After 1000 iterations, the minimum value of the fitness function (mean squared error) for the first segment of the model was 0.44, and for the second segment, it was 0.08. This indicates that both segments of the model fit extremely well, and the reliability of using the GEP algorithm to establish a model for water meter measurement error was verified.

3.3. Field Test

In the test DMA, the measurement results of two DN65 main water meters (standard meters) were used as the true water usage of DMA users, denoted as Q_t. The branch water meters were reinstalled in the DMA to measure the water usage of users, and the sum of the measurements from the branch water meters was denoted as Q_m. The sum of the errors of the sub-meters, ${\sum }_{i=1}^{n}E$, can be calculated using the following formula:

$${\sum }_{i=1}^{n}E={\displaystyle \frac{Q_{\mathrm{m}}-Q_{\mathrm{t}}}{Q_{\mathrm{t}}}}\times 100\%,$$

(3)

where n = 18, corresponding to the 18 branch water meters.

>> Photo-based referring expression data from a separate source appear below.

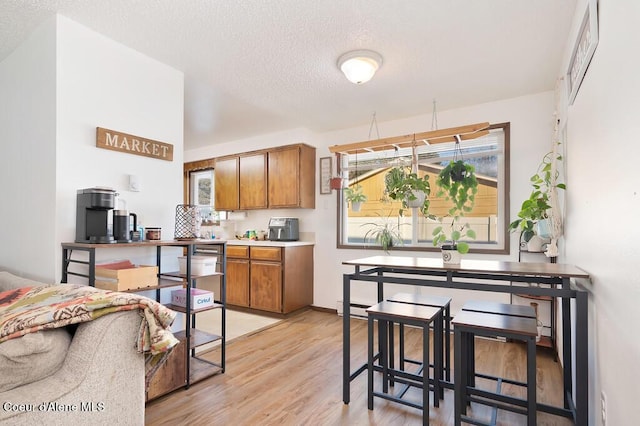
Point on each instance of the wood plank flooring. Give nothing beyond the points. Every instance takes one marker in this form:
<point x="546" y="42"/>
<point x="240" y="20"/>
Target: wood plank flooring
<point x="291" y="374"/>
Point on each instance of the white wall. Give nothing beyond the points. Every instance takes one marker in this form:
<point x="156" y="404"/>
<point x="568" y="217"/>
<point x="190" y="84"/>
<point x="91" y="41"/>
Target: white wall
<point x="102" y="83"/>
<point x="27" y="163"/>
<point x="61" y="84"/>
<point x="603" y="200"/>
<point x="531" y="120"/>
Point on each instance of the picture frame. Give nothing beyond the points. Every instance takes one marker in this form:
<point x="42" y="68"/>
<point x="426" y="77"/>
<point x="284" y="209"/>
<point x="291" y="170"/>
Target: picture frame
<point x="583" y="49"/>
<point x="325" y="175"/>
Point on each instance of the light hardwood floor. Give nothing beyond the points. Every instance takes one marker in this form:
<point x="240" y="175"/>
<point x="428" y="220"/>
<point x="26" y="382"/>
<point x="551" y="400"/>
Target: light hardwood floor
<point x="291" y="374"/>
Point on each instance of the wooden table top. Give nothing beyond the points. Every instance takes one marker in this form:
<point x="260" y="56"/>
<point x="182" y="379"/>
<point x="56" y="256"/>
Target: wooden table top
<point x="477" y="266"/>
<point x="145" y="243"/>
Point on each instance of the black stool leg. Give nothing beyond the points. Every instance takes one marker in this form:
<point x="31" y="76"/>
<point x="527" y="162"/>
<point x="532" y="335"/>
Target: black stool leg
<point x="459" y="375"/>
<point x="531" y="381"/>
<point x="391" y="346"/>
<point x="384" y="354"/>
<point x="447" y="341"/>
<point x="425" y="377"/>
<point x="438" y="355"/>
<point x="370" y="363"/>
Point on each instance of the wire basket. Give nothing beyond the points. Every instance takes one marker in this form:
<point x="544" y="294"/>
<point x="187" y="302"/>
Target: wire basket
<point x="187" y="222"/>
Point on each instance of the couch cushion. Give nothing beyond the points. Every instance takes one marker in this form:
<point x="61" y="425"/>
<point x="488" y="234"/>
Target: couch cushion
<point x="32" y="357"/>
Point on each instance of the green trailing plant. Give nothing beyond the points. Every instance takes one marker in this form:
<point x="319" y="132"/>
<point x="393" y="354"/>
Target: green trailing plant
<point x="535" y="207"/>
<point x="354" y="194"/>
<point x="458" y="183"/>
<point x="405" y="186"/>
<point x="386" y="234"/>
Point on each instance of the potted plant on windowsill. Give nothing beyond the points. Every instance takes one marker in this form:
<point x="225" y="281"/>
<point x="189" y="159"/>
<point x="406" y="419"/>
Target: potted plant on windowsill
<point x="386" y="234"/>
<point x="355" y="197"/>
<point x="533" y="214"/>
<point x="407" y="187"/>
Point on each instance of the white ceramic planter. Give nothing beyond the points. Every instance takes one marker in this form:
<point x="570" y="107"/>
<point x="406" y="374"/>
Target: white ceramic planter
<point x="420" y="196"/>
<point x="450" y="256"/>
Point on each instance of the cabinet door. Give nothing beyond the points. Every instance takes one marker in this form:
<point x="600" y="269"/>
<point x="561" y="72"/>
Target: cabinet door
<point x="284" y="180"/>
<point x="253" y="181"/>
<point x="237" y="282"/>
<point x="226" y="183"/>
<point x="266" y="286"/>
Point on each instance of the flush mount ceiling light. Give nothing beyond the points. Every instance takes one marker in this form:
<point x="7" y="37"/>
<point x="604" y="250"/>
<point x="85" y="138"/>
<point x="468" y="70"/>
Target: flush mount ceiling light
<point x="359" y="66"/>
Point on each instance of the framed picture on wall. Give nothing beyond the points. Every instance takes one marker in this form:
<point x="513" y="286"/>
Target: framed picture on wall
<point x="325" y="175"/>
<point x="583" y="49"/>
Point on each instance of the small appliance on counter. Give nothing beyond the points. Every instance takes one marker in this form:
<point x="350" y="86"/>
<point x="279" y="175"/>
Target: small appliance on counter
<point x="283" y="229"/>
<point x="92" y="215"/>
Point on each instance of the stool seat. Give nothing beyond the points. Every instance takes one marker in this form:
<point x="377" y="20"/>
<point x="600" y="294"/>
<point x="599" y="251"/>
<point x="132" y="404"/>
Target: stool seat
<point x="442" y="302"/>
<point x="500" y="308"/>
<point x="386" y="313"/>
<point x="467" y="325"/>
<point x="420" y="299"/>
<point x="497" y="324"/>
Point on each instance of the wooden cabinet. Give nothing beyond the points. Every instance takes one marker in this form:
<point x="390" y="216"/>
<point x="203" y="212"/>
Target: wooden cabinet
<point x="226" y="174"/>
<point x="279" y="279"/>
<point x="266" y="285"/>
<point x="282" y="177"/>
<point x="292" y="177"/>
<point x="253" y="181"/>
<point x="238" y="275"/>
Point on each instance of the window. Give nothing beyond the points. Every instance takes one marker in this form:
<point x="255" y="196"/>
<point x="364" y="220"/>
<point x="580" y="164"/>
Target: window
<point x="199" y="184"/>
<point x="489" y="217"/>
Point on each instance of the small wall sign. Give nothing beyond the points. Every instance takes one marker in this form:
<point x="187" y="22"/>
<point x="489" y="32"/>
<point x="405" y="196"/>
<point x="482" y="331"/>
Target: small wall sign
<point x="583" y="49"/>
<point x="124" y="142"/>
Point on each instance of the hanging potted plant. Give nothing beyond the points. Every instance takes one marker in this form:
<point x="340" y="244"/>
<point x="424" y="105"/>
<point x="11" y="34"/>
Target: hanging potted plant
<point x="533" y="215"/>
<point x="407" y="187"/>
<point x="355" y="197"/>
<point x="458" y="183"/>
<point x="448" y="238"/>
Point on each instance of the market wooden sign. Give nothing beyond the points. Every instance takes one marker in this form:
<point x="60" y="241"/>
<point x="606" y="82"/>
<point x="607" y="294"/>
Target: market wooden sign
<point x="124" y="142"/>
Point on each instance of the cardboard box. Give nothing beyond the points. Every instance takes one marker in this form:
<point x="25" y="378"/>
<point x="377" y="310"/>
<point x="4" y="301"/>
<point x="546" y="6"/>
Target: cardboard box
<point x="199" y="298"/>
<point x="200" y="265"/>
<point x="126" y="277"/>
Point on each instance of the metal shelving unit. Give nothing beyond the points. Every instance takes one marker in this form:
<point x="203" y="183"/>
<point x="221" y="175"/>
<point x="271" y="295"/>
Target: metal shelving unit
<point x="197" y="368"/>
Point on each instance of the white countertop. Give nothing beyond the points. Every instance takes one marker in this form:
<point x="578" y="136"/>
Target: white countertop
<point x="269" y="243"/>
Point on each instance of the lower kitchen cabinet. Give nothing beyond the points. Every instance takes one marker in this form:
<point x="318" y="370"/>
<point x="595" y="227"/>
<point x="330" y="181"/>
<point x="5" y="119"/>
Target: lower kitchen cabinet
<point x="266" y="285"/>
<point x="238" y="279"/>
<point x="270" y="278"/>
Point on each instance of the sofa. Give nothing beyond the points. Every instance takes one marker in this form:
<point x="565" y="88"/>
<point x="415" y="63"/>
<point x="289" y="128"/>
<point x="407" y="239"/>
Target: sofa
<point x="90" y="373"/>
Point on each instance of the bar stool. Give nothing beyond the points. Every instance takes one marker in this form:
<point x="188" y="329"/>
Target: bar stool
<point x="468" y="324"/>
<point x="444" y="303"/>
<point x="403" y="313"/>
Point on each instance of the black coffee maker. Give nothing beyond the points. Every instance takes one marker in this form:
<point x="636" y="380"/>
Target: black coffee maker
<point x="92" y="215"/>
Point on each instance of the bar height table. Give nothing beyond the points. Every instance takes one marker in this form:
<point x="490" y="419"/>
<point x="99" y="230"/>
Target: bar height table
<point x="545" y="279"/>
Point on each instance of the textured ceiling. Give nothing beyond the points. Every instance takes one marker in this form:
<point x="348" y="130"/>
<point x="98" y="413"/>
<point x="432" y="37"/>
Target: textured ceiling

The x₁, x₂, and x₃ of the branch water meters measured during actual operation were substituted into the model, and the sum of these errors was calculated and denoted as ${\sum }_{i=1}^n{E}_{\mathrm{m}}.$ The maximum metering error calculated by the model differs from the actual measured error by +0.5%, which is within an acceptable range and can significantly reduce the cost and time of water meter calibration.